Steilvorlage für den ebenfalls geladenen Talkgast Katrin Göring-Eckardt, selbst als Predigerin von Hassbotschaften („Arschlöcher“) im Bundestag auffällig geworden und Aushängeschild einer Partei, die die Ausschreitungen beim G20-Gipfel 2017 durch Rückzugsräume für Krawallmacher begünstigte. Der Kirchentagsikone bereitete es sichtlich Vergnügen, vom Gewaltproblem der eigenen Partei ablenken zu können. Denn die konnte 2007 den RAF-Terroristen und Schwerverbrecher Christian Klar gar nicht schnell genug von seiner verdienten Haftstrafe erlösen, um ihn wieder in die Gesellschaft zu integrieren. Schließlich sind die Grünen Integrationsobermeister.

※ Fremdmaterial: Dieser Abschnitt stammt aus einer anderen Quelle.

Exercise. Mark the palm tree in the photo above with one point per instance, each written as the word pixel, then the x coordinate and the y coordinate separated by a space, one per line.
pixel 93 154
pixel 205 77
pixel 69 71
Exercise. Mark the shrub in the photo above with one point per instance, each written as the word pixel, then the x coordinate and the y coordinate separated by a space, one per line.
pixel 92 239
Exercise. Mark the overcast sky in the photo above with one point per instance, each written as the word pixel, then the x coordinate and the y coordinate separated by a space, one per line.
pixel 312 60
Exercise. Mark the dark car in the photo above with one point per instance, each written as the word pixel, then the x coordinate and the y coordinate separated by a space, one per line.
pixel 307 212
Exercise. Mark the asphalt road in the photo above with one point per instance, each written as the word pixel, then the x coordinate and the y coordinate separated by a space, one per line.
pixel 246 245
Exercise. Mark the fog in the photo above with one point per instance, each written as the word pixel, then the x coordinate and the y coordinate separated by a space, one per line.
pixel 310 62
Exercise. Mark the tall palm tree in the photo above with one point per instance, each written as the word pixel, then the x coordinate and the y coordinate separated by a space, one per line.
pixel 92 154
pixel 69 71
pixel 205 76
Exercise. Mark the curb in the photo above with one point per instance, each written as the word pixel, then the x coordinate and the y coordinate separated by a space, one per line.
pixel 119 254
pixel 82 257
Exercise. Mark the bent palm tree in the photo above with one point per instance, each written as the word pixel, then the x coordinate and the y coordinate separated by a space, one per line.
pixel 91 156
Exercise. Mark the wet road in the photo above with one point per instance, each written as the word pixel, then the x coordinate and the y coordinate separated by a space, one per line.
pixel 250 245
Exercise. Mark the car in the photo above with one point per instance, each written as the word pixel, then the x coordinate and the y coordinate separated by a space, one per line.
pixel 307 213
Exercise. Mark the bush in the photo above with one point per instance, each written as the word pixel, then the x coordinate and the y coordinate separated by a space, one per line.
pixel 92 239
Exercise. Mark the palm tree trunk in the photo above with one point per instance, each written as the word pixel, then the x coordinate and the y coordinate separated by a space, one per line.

Werden sie sich um den Lübcke-Mörder dermaleinst wohl auch so liebevoll kümmern? Auf solche bizarren Inkongruenzen bei den Grünen hätte die CDU-Chefin ruhig hinweisen dürfen, anstatt bei Katrin Göring-Eckardt demütigste Liebedienerei zu betreiben, die wohl der nächsten Koalition auf Bundesebene das Feld bereiten soll.
Doch anders als der Bundespräsident a.D., der nicht auf Umfragewerte zu schielen braucht und einfach sagen kann, was er denkt, dass nämlich die perfide Gleichsetzung von konservativ und rechtsradikal, von AfD und Neonazis eine demokratiefeindliche Irreführung ist, muss Annegret Kramp-Karrenbauer um ihre Karriere als CDU-Frontfrau besorgt sein. Sie weiß: Jede Medienkampagne kann diese zertrümmern wie die Präsidentschaft Christian Wulffs oder die ehrenwerte Arbeit von Hans-Georg Maaßen.
Göring-Eckardt und ihre linken Mitkombattantinnen nutzten die Chance, die durch Gauck angestoßene Debatte gleich wieder mit dem Knüppel des Lübcke-Mordes zu atomisieren. AKK verpasste die Chance, Rückgrat zu zeigen und erkennen zu lassen, dass nicht Journalisten und andere Linksintellektuelle den Kurs ihrer Partei bestimmen, sondern der Wähler und der gesunde Menschenverstand.
Einen Tag nach Kramp-Karrenbauers Auftritt in der ARD-Sendung gab ihre Partei dem Druck der Meinungslenker nach und erklärte Kooperationen mit der AfD zur Tabuzone. Welch glorreicher Dienst an der Demokratie!